See the financial statements annexed to this annual report immediately before the signature page and beginning as page “F-1” of this Form 10-K.

 

ITEM 9.   Changes in and disagreements with Accountants on Accounting and Financial Disclosure.

 

None

 

ITEM 9A. Controls and Procedures

 

Evaluation of disclosure controls and procedures.

 

Management of the Company has evaluated, with the participation of the Chief Executive Officer and Chief Financial Officer of the Company, the effectiveness of the Company's disclosure controls and procedures (as defined in Rules 13a-15(e) or 15d-15(e) promulgated by the Securities and Exchange Commission pursuant to the Securities Exchange Act of 1934, as amended (the "Exchange Act")) as of the end of the period covered by this Annual Report on Form 10-K. Based on that evaluation, the Chief Executive Officer and Chief Financial Officer of the Company had concluded that the Company's disclosure controls and procedures as of the period covered by this Annual Report on Form 10-K were not effective for the following reasons:

 

 a)           The deficiency was identified as the Company's limited segregation of duties among the Company's employees with respect to the Company's control activities. This deficiency is the result of the Company's limited number of employees. This deficiency may affect management's ability to determine if errors or inappropriate actions have taken place. Management is required to apply its judgment in evaluating the cost-benefit relationship of possible changes in our disclosure controls and procedures.

 

 b)           The deficiency was identified in respect to the Company's Board of Directors. This deficiency is the result of the Company's limited number of external board members. This deficiency may give the impression to the investors that the board is not independent from management. Management and the Board of Directors are required to apply their judgment in evaluating the cost-benefit relationship of possible changes in the organization of the Board of Directors.

 

Management’s Report on Internal Control Over Financial Reporting

 

Our management is responsible for establishing and maintaining adequate internal control over financial reporting, as such term is defined in Exchange Act Rule 13a-15(f).
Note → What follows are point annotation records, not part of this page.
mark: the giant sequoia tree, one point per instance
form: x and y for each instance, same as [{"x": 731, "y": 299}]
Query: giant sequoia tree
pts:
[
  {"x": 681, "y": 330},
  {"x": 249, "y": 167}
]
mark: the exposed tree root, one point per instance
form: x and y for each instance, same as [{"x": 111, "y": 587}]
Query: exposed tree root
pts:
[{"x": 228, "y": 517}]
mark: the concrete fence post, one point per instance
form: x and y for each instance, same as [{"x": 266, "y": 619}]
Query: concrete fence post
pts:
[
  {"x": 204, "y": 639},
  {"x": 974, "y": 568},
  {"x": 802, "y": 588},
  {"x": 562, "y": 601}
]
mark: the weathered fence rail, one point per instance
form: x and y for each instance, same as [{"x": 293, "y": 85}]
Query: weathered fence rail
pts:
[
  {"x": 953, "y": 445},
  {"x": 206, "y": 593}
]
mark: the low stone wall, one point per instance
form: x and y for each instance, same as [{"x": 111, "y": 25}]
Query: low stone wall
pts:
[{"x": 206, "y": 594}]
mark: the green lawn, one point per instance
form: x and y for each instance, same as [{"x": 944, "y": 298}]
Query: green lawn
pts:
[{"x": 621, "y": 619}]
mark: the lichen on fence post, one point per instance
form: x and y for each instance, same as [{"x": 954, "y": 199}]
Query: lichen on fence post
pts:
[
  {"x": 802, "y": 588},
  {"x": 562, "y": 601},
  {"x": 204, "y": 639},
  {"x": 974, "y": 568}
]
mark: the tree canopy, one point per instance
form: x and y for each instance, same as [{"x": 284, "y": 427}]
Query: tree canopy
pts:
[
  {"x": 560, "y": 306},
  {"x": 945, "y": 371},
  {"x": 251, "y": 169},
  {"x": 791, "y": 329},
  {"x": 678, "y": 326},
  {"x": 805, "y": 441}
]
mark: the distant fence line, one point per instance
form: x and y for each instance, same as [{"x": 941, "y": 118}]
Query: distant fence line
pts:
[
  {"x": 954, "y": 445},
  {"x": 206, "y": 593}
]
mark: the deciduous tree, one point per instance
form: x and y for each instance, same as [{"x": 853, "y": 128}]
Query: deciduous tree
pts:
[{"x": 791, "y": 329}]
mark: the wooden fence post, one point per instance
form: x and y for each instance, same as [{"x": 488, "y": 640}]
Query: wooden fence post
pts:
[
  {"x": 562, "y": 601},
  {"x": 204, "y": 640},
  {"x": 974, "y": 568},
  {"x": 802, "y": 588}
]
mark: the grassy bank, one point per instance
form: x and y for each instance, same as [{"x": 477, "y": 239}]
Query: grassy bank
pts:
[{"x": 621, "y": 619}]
Management conducted an evaluation of the effectiveness of the Company's internal control over financial reporting as of December 31, 2017. In making this assessment, management used the framework set forth in the report entitled "Internal Control-Integrated Framework" issued by the Committee of Sponsoring Organizations of the Treadway Commission, or COSO. The COSO framework summarizes each of the components of a Company's internal control system, including (i) the control environment, (ii) risk assessment, (iii) control activities, (iv) information and communication, and (v) monitoring. Based on that evaluation, the Chief Executive Officer and Chief Financial Officer of the Company have concluded, as of the end of the fiscal year covered by this Annual Report on Form 10-K, due to a lack of segregation of duties, that our internal control over financial reporting has not been effective. However, at this time, our resources and size prevent us from being able to employ sufficient resources to enable us to have adequate segregation of duties within our internal control system. The Company intends to remedy the material weakness by hiring additional employees and reallocating duties, including responsibilities for financial reporting, among the Company's employees as soon as the Company has the financial resources to do so. Management is required to apply judgment in evaluating the cost-benefit relationship of possible changes in our disclosure controls and procedures.

 

This annual report does not include an attestation report of our registered public accounting firm regarding internal control over financial reporting. Management's report was not subject to attestation by our registered public accounting firm pursuant to temporary rules of the Securities and Exchange Commission that permit us to provide only management's report in this annual report.

  

 

 

  5  

 

 

Changes in Internal Controls.

 

Management of the Company has evaluated, with the participation of the Chief Executive Officer of the Company, any change in the Company's internal control over financial reporting (as defined in Rules 13a-15(f) and 15d-15(f) under the Exchange Act) that occurred during the fiscal year covered by this Annual Report on Form 10-K. There was no change in the Company's internal control over financial reporting identified in that evaluation that occurred during the fiscal year covered by this Annual Report on Form 10-K that has materially affected, or is reasonably likely to materially affect, the Company's internal control over financial reporting, other than what has been reported above

 

ITEM 9B. OTHER INFORMATION

 

None.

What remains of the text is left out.